State and local leaders are facing critical decisions in their battle against the coronavirus over the coming days as they grapple with whether to extend expiring stay-at-home orders or assess how much their reopening strategies are fueling new health risks.
Stay-at-home orders or business restrictions are set to expire between Friday and Monday (May 15 to May 18, 2020), in a dozen states, at the same time that other states surpass the two-week point since reopening, marking a critical checkpoint in the nation’s recovery.
But while just two states, Kentucky and North Dakota, have met the health criteria for reopening society that has been recommended by the White House, the majority of state leaders have now signaled they are ready to begin lifting restrictions. Public health experts have warned that the virus will continue to spread as more people begin leaving their homes, noting the difficulty of maintaining physical distancing in certain spaces as Americans return to their normal pre-pandemic activities.

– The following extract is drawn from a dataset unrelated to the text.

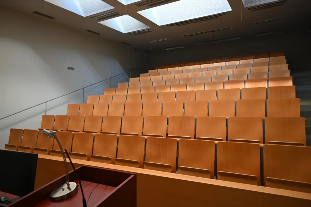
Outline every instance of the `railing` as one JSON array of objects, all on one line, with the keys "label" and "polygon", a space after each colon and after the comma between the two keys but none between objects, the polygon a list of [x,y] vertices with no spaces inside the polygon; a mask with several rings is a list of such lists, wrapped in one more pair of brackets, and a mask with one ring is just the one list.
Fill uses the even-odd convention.
[{"label": "railing", "polygon": [[[93,83],[93,84],[92,84],[91,85],[88,85],[88,86],[86,86],[86,87],[85,87],[84,88],[80,88],[80,89],[78,89],[78,90],[76,90],[74,91],[73,91],[73,92],[70,92],[70,93],[67,93],[67,94],[65,94],[64,95],[63,95],[62,96],[61,96],[58,97],[57,97],[56,98],[53,98],[53,99],[51,99],[50,100],[49,100],[49,101],[44,101],[44,102],[43,102],[41,103],[39,103],[39,104],[37,104],[36,105],[35,105],[34,106],[31,106],[31,107],[30,107],[29,108],[27,108],[27,109],[24,109],[23,110],[22,110],[21,111],[18,111],[18,112],[16,112],[16,113],[14,113],[14,114],[12,114],[10,115],[9,115],[8,116],[5,116],[5,117],[2,117],[2,118],[1,118],[1,119],[0,119],[0,120],[1,120],[2,119],[5,119],[6,118],[8,118],[8,117],[10,117],[10,116],[13,116],[13,115],[15,115],[16,114],[19,114],[19,113],[21,113],[21,112],[23,112],[23,111],[25,111],[27,110],[28,110],[29,109],[30,109],[32,108],[34,108],[35,107],[36,107],[36,106],[40,106],[40,105],[42,105],[42,104],[45,104],[45,115],[46,115],[47,104],[47,103],[48,102],[50,102],[50,101],[53,101],[53,100],[55,100],[55,99],[57,99],[58,98],[61,98],[62,97],[63,97],[65,96],[67,96],[67,95],[69,95],[69,94],[71,94],[72,93],[74,93],[75,92],[77,92],[77,91],[80,91],[81,90],[82,90],[83,91],[83,103],[84,103],[84,89],[85,88],[88,88],[88,87],[90,87],[90,86],[93,86],[94,85],[95,85],[96,84],[98,84],[100,83],[101,83],[102,82],[103,82],[104,81],[106,81],[106,80],[110,80],[110,88],[111,88],[111,79],[113,78],[115,78],[116,77],[118,76],[119,76],[119,75],[123,75],[123,74],[127,74],[127,73],[129,73],[129,74],[130,74],[129,77],[130,77],[130,78],[131,78],[132,77],[132,71],[133,71],[133,70],[146,70],[147,71],[148,71],[148,70],[146,70],[146,69],[144,69],[143,68],[139,68],[139,67],[138,67],[138,68],[134,68],[134,69],[132,69],[132,70],[129,70],[128,71],[126,71],[126,72],[124,72],[124,73],[121,73],[121,74],[119,74],[118,75],[115,75],[114,76],[112,76],[112,77],[110,77],[110,78],[107,78],[107,79],[105,79],[104,80],[102,80],[102,81],[99,81],[99,82],[97,82],[97,83]],[[103,91],[103,92],[104,92]]]}]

Dr. Anthony Fauci, director of the National Institute of Allergy and Infectious Diseases, expressed concern during a virtual Senate hearing this week that some cities or states might begin reopening prematurely, allowing “little spikes” to “turn into outbreaks” because they lack the capability to respond “effectively and efficiently.”
“The consequences could be really serious,” he warned.
President Donald Trump, however, tweeted Thursday that “good numbers” were emerging from states that were reopening, declaring that “America is getting its life back!”
One of the outliers: Washington, D.C., and its suburbs. D.C. Mayor Muriel Bowser announced Wednesday that the nation’s capital would extend its stay-at-home order through June 8. As it stands now, that would make the District one of the last jurisdictions in the nation to reopen.
“Together, by staying home a little longer, soon we will be able to reopen D.C. safely and sustainably,” Bowser said.
Neighboring Virginia will enter its first phase of reopening Friday, though Gov. Ralph Northam signed an executive order Tuesday allowing localities in Northern Virginia — where 70 percent of the state’s positive cases are — to remain on lockdown until May 28.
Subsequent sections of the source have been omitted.